Christmas comes early at EBR Parish Prison - WAFB 9 News Baton Rouge, Louisiana News, Weather, Sports

Christmas comes early at EBR Parish Prison

Source: WAFB Source: WAFB
Source: WAFB Source: WAFB
Source: WAFB Source: WAFB
Source: WAFB Source: WAFB
EAST BATON ROUGE PARISH, LA (WAFB) -

Christmas is almost here, but for the inmates of the East Baton Rouge Parish Prison, Santa Claus came to town early.

Several years ago, the EBR Parish Prison started the Christmas Toy Giveaway program for inmates and their families. “When you look at the inmates that are in dormitories and sitting around, they're sad this time of year,” said Warden Dennis Grimes. “They don’t get an opportunity to be with their children.”

So prison officials found a way to bring children and Christmas gifts to the inmates, but the program is more than merely handing out gifts. It's also about self-improvement. Two months ago, 19 inmates voluntarily enrolled in classes like Second Chance to Recover, Freedom, and a Fresh Start. If the participants didn’t violate any rules and graduated from their selected program, they got to spend the day with their children during the Christmas holidays.
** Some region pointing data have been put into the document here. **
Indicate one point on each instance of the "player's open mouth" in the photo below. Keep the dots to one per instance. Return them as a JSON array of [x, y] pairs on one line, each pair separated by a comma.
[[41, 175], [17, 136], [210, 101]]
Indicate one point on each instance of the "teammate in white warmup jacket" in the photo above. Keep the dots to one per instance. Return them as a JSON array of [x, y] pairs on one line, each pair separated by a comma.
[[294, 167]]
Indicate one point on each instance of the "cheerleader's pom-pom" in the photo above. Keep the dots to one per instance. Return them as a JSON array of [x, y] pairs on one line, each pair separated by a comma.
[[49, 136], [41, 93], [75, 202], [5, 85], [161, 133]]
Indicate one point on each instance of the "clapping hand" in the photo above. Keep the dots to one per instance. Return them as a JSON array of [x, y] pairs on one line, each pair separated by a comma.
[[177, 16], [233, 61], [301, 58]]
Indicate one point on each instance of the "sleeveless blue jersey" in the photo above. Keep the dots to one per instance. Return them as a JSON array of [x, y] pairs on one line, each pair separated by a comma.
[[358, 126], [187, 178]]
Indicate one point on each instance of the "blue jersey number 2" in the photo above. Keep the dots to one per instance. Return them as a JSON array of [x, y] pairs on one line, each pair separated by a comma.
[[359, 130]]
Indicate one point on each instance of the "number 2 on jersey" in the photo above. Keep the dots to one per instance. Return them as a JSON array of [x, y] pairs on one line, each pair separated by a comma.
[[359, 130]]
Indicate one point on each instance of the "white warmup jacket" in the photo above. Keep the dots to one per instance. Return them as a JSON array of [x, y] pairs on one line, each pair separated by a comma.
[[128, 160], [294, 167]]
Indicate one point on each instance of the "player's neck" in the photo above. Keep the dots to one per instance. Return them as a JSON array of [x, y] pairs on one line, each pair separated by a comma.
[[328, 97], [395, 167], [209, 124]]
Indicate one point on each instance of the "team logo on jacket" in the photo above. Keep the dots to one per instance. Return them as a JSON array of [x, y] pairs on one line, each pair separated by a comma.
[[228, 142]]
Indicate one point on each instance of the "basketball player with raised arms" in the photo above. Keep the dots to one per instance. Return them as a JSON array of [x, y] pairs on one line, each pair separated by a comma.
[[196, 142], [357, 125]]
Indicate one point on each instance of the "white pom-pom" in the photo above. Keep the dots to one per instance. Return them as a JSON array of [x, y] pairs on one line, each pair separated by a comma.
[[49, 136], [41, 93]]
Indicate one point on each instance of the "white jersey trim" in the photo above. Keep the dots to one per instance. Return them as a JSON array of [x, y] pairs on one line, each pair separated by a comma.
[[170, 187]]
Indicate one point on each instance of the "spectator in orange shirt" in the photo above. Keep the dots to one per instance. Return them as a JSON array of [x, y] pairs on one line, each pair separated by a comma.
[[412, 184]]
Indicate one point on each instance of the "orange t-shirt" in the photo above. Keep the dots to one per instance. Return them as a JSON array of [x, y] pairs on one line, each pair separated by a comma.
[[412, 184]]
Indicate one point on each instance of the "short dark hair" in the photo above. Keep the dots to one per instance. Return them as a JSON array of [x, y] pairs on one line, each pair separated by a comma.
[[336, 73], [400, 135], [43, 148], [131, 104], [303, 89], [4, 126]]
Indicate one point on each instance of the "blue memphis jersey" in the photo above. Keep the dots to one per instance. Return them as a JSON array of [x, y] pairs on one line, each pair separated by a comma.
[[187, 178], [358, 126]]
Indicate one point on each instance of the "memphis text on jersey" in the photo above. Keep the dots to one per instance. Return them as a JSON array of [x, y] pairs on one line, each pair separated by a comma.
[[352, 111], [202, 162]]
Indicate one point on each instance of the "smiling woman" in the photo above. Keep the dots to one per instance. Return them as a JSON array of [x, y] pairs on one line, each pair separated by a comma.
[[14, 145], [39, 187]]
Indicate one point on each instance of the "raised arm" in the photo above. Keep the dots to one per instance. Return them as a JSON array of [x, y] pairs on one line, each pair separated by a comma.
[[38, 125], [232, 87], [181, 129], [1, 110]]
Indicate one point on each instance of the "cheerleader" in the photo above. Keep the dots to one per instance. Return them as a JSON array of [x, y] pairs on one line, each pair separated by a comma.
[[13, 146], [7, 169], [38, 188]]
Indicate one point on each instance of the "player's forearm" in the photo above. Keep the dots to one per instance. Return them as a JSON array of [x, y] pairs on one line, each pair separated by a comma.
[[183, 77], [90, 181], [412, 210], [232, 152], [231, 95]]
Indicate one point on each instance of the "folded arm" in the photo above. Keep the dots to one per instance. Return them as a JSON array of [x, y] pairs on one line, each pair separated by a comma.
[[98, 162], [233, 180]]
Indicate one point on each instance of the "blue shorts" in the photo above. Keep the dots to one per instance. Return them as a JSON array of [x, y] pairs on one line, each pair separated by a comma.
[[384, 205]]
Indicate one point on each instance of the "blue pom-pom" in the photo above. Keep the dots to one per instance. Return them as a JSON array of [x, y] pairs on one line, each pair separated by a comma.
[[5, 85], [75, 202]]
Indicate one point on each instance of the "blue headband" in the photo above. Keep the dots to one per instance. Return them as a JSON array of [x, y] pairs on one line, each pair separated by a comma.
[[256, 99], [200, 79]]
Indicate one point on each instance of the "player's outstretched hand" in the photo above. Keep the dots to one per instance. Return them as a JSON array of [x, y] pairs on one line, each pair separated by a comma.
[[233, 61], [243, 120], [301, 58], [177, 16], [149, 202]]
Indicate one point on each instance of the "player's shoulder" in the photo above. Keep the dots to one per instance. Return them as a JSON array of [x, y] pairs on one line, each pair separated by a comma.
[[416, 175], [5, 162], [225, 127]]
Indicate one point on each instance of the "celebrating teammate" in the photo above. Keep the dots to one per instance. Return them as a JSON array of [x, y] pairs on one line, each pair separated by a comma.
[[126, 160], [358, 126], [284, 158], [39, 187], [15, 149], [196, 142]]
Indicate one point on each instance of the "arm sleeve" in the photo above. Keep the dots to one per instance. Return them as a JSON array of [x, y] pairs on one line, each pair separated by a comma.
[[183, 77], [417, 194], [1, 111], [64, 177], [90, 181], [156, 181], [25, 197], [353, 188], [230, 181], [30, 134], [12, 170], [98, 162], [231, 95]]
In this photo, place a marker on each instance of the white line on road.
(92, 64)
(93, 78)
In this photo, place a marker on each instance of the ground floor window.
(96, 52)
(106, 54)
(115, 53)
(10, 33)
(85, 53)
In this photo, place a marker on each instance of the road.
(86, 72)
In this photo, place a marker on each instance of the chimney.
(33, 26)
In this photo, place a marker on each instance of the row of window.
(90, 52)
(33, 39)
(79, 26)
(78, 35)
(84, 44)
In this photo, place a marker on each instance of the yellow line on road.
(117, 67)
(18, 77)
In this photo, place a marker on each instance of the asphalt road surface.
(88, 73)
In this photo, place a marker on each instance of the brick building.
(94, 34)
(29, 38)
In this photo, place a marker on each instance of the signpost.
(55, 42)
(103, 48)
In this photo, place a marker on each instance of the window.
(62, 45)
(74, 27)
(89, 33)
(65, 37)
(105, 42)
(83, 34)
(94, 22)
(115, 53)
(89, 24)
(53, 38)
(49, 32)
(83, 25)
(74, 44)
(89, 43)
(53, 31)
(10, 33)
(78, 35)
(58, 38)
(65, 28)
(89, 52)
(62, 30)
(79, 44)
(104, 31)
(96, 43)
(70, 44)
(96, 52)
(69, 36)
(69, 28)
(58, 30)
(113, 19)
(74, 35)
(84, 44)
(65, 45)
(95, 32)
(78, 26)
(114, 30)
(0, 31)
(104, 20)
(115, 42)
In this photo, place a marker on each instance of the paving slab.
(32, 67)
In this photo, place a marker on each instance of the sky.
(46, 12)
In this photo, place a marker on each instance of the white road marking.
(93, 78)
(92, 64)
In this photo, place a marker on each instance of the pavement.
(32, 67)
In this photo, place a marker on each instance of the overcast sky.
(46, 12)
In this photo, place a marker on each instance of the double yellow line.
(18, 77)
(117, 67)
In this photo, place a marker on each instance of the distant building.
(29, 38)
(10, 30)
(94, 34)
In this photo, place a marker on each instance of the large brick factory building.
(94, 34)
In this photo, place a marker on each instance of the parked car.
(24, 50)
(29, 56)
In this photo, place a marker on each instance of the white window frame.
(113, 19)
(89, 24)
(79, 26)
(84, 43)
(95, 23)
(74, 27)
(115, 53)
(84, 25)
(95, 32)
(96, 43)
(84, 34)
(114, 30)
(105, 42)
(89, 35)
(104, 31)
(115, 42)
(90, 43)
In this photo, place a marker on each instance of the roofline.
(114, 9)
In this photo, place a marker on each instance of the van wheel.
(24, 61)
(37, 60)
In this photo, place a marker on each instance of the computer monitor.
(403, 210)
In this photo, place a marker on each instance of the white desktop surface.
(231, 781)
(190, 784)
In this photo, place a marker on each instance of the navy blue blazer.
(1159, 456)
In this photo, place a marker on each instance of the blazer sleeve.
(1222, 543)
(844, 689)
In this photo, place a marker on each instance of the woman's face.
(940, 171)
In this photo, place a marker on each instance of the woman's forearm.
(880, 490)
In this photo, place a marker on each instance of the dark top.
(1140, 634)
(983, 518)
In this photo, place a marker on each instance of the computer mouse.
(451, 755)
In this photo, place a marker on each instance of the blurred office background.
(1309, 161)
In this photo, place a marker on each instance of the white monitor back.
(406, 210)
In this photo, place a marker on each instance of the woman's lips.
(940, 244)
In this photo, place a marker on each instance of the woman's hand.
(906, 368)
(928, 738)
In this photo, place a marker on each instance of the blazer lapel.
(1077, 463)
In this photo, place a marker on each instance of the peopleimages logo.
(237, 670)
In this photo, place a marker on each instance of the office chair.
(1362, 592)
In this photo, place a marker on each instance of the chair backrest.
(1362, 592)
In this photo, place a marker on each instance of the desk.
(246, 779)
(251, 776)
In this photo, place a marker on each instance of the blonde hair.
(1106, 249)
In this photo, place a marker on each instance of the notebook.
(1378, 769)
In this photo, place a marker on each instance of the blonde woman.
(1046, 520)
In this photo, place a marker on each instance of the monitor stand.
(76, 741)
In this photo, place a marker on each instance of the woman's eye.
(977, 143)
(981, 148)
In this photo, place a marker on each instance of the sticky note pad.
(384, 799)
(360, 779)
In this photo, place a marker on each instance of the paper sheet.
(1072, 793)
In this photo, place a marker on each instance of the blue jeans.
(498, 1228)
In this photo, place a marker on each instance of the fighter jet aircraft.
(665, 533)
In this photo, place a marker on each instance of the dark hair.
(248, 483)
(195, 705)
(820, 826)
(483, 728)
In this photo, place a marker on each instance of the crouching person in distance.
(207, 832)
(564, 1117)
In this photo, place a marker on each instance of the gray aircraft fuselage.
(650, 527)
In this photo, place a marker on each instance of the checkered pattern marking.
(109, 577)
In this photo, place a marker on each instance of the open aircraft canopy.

Program participant, Aquanetta Bowie, says she jumped at the chance to enroll. “I miss them so much because I’m always around them. I just love it,” Bowie said.

Grimes says this program teaches the inmates self-discipline. “It puts them on the track that, 'I have to accomplish this, I have to finish this,'” he said.

Prison officials say all the inmates who enrolled finished the program. For some, several hours of uninterrupted quality time means the world. Another participant, Sara Grafton, says she’s made mistakes in life, but opportunities like this allow her to reestablish relationships with her family. “My heart couldn't be fuller," Grafton said. "I’m just so happy right now."

Participant, Tawanna Glasper, says her class required her to be up at 3:30 a.m. every morning for the past two months, but the early rise was worth it. “I’ll do anything. I hate being away from them right now,” Glasper said. “I love them to death.”

Prison officials say they hope this program encourages inmates to rely on their family, faith, and education for future success. “We hope they will see the look on their children's face and understand that, 'I have to do everything that I can to remain a citizen out there and stay crime free,'” Grimes said.